Further study pinpointed excess nitrogen loads, coming mostly from point sources, as the predominant cause. “Certainly polluted runoff is a problem and contributes to a lot of water quality impairments,” Tedesco noted, “but point source wastewater discharges are the dominant source of nitrogen to the sound,” which lent itself to a TMDL approach to try to control those sources.

In developing that TMDL, several issues had to be addressed, Tedesco said, including attainment of water quality standards, establishing a technical basis for the dissolved-oxygen standard, and uncertainty in managing out-of-basin loads, such as atmospheric deposition. Of paramount concern was the high-cost burden of wastewater treatment plant upgrades, Tedesco said.

Ultimately, the stakeholders settled on a 58.5% reduction target for nitrogen from sources in Connecticut and New York. This was broken down into a 10% reduction in nitrogen runoff from urban and agricultural sources, with the balance coming from point sources — namely, a 64% reduction in Connecticut and a 59% reduction in New York, respectively, to be phased in by 2014, according to Tedesco.

Meeting this goal “meant huge changes and major impacts on point sources,” Tedesco said, noting that some of these facilities treat as much as 1.1 million m3/d (300 mgd) of wastewater.

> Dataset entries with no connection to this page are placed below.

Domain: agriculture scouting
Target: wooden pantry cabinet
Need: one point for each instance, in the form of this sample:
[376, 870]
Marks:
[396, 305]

To enable flexibility and market forces to work here, they built trading ratios into the TMDL, which allows some treatment plants to achieve reduction levels greater than the 58.5% reduction, while others can achieve lower levels, “as long as we’re meeting our watershedwide goals,” Tedesco said.

So far, this mix of approaches has resulted in a 25% overall reduction in point source loads to the sound, with the total nitrogen load down by 28%, Tedesco noted. Additionally, total surface nitrogen concentrations have fallen by 14% and total bottom nitrogen concentrations by 24%, surface chlorophyll-a concentrations have decreased by 16%, and bottom dissolved-oxygen levels have increased by 9%.
“The key lesson is that we really need to have flexibility in how we try to pursue attainment of water quality objectives,” Tedesco said.